Remember many email clients, especially in today’s mobile world only show the From name not the full email address. All you see is “From: Mail administrator”. That is why so many victims are fooled by this sort of very easily set up phishing scam.
The original email looks like this,
From: Mail administrator <firstname.lastname@example.org>
Date: Sun 15/01/2017 11:41
Subject: Your Email account has been Limited
Your account will be Blocked due to system error CODE: A2507LU296.
Please refer to your configuretion settings below, verify and apply automatically the Defualt Settings.
Failure to verify your e-mail account shall result to account lock out.
The link goes to http://email@example.com
OK lets follow next and see what happens
Insert a false password telling the scammer what to do with himself ( in something less than the Queen’s English) and press Apply Changes, you then get
Press OK and you are sent to the genuine Google.com page
All of these emails use Social engineering tricks to persuade you to open the attachments that come with the email.
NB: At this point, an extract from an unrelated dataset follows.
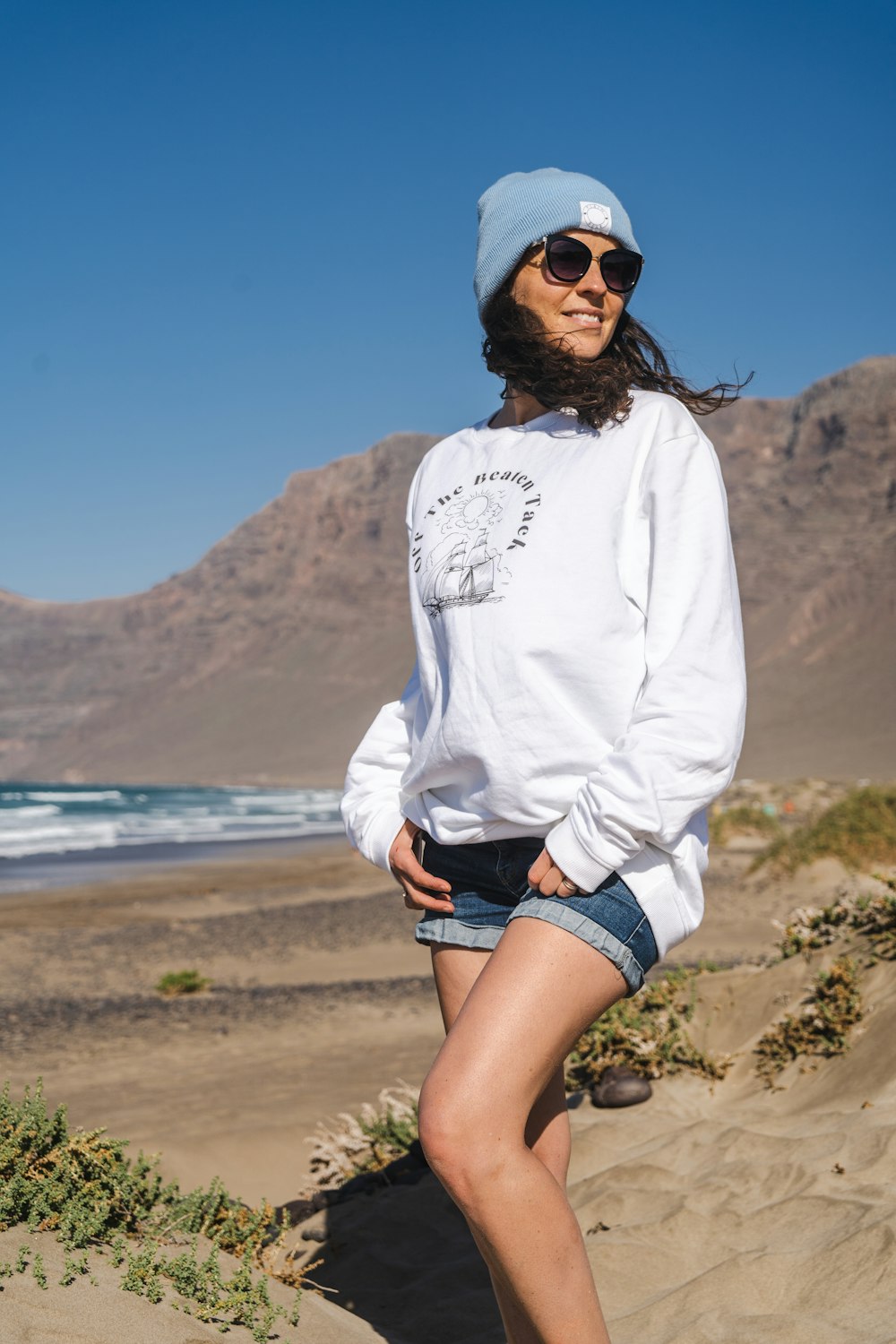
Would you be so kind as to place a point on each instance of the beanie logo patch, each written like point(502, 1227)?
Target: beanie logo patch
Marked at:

Whether it is a message saying “look at this picture of me I took last night” and it appears to come from a friend or is more targeted at somebody who regularly is likely to receive PDF attachments or Word .doc attachments or any other common file that you use every day. Or whether it is a straight forward attempt, like this one, to steal your personal, bank, credit card or email and social networking log in details. Be very careful when unzipping them and make sure you have “show known file extensions enabled“, And then look carefully at the unzipped file. If it says .EXE then it is a problem and should not be run or opened.